No dia três de agosto a Vigilância Sanitária inicia uma fiscalização nas drogarias de Campo Grande. Os fiscais vão verificar o cumprimento da lei federal 5991, de 17 de dezembro de 1973, que determina a obrigatoriedade de todo estabelecimento que comercializa medicamentos possuir um profissional farmacêutico durante o horário de funcionamento.
Em abril deste ano a Vigilância organizou uma reunião com os proprietários das drogarias (que somam 187 estabelecimentos na Capital) e estabeleceu um prazo de noventa dias para se adequarem às normas sanitárias. De acordo com a lei municipal complementar nº 36, de 22 de dezembro de 2000, o não cumprimento da determinação é considerado falta grave. A multa prevista varia de R$ 3358,00 a R$ 7275,00.

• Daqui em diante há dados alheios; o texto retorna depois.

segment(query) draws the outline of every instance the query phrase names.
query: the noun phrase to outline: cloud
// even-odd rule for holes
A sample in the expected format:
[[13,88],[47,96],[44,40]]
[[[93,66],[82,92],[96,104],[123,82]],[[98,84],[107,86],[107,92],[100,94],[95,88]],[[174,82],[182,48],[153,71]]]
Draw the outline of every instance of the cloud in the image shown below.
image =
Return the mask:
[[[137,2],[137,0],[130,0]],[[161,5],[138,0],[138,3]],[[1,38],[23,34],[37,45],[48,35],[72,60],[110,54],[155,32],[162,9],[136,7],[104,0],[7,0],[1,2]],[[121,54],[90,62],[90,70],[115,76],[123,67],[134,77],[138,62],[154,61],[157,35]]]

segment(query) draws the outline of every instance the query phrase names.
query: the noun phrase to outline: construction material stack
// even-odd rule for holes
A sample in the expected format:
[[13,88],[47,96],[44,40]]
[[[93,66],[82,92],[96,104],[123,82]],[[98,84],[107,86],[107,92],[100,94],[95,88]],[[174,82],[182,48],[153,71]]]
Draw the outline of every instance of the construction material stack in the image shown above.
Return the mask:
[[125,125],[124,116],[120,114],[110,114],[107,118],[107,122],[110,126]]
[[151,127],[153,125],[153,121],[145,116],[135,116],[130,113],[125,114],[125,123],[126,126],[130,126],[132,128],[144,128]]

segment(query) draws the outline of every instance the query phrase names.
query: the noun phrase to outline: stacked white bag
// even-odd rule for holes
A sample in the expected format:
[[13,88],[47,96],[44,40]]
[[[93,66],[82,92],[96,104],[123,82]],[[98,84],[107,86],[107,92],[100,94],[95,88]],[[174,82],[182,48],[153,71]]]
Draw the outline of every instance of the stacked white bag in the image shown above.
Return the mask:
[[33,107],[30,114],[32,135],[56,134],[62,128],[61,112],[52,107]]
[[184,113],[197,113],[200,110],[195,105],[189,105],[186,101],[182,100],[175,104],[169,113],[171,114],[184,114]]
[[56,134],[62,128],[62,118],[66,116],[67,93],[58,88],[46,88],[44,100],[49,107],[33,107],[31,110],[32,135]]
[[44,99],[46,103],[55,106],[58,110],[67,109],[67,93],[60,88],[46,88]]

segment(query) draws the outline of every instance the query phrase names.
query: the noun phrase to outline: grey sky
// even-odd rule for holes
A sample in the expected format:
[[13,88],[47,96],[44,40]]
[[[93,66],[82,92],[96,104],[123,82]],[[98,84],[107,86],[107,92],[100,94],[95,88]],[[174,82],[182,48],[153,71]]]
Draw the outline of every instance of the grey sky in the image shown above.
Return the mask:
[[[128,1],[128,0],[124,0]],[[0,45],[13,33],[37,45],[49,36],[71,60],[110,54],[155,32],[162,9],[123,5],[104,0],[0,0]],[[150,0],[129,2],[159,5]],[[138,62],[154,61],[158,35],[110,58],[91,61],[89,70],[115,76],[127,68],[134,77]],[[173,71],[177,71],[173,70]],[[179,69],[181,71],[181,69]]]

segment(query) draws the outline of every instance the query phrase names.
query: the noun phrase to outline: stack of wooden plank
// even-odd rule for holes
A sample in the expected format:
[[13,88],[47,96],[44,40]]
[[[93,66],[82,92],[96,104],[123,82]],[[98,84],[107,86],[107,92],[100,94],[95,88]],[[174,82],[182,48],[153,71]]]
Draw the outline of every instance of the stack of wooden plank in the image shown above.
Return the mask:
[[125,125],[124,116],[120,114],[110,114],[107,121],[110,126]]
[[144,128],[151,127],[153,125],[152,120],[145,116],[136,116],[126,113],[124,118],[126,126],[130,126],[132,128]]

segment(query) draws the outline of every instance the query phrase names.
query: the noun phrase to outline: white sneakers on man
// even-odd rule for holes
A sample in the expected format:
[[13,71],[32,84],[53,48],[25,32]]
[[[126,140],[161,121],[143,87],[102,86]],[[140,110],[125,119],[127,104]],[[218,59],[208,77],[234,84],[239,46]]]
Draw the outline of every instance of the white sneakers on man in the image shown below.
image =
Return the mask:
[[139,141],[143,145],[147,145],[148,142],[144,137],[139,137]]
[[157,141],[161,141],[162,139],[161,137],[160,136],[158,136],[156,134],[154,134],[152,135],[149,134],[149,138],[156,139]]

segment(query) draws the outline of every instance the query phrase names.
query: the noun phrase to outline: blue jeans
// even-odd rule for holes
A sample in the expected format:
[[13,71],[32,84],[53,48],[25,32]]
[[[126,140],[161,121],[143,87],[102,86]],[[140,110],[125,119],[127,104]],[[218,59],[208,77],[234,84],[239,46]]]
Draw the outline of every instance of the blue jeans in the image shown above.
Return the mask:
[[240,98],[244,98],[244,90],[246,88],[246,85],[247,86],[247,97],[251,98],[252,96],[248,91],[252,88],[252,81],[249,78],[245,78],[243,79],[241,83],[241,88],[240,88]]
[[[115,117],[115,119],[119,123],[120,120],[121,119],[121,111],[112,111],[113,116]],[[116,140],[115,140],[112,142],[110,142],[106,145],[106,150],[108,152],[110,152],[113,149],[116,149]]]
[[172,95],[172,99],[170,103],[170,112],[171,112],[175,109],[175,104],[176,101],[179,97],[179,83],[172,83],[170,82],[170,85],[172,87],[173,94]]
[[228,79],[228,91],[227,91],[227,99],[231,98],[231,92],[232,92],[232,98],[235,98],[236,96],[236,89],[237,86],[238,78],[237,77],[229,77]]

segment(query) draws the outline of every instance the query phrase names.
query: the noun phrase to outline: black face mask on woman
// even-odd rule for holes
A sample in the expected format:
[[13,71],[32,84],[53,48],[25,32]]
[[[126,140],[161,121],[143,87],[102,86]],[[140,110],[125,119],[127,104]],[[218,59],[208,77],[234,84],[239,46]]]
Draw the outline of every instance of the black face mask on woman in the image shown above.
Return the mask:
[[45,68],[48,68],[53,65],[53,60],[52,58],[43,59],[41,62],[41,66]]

"Quando o consumidor chega no balcão das drogarias a maioria dos atendentes é leiga. É importante a orientação de um profissional farmacêutico, que conhece a administração correta dos medicamentos, as reações adversas, em síntese, que pode informar ao consumidor sobre o medicamento prescrito", explica o Chefe do Serviço de Fiscalização Sanitária da Sesau (Secretaria Municipal de Saúde), Antonio Carlos dos Reis Cardoso.
A conseqüência do problema já repercute na saúde da população. "Uma das maiores causas de intoxicação no Brasil são os medicamentos por causa da venda indiscriminada do produto", alerta Antonio Carlos.
Uso Indiscriminado
Pesquisa feita pela Organização Mundial de Saúde (OMS) aponta que mais de 10% das internações hospitalares são provocadas por reações adversas a medicamentos. O primeiro lugar entre os agentes causadores de intoxicações em seres humanos são os remédios, de acordo com o Sistema Nacional de Informações Tóxico-Farmacológicas (Sinitox).
Para a Anvisa (Agência Nacional de Vigilância Sanitária) o consumo indiscriminado de medicamentos está diretamente ligado à prescrição e à venda irregulares do produto.O consumidor não sabe dos riscos que corre, entre eles estão os efeitos colaterais dos remédios e as interações medicamentosas (combinação de medicamentos na qual um remédio pode anular o efeito do outro, ou potencializar um efeito colateral).
As crianças apresentam o maior risco em potencial de intoxicação pelo uso indiscriminado de medicamentos. Pode acontecer, entre os pequenos, a confusão de comprimidos com balinhas e de xaropes com sucos.
A Anvisa divulgou alguns cuidados com o uso de remédios:
- Procurar o médico quando tiver algum problema de saúde
- Evitar recomendações de vizinhos, amigos, parentes e balconistas de farmácias ou drogarias. Não confundir o balconista da farmácia com o farmacêutico.
- Informar ao médico quando já utiliza algum medicamento e também se faz uso freqüente de bebidas alcoólicas.
- Quando adquirir remédios de venda livre, considerados de baixo risco para tratar males menores e recorrentes, como dor de cabeça, procurar orientações do farmacêutico. Esse profissional também deve notificar às autoridades de saúde sobre a ocorrência de efeitos adversos não previstos pelo uso de medicamentos.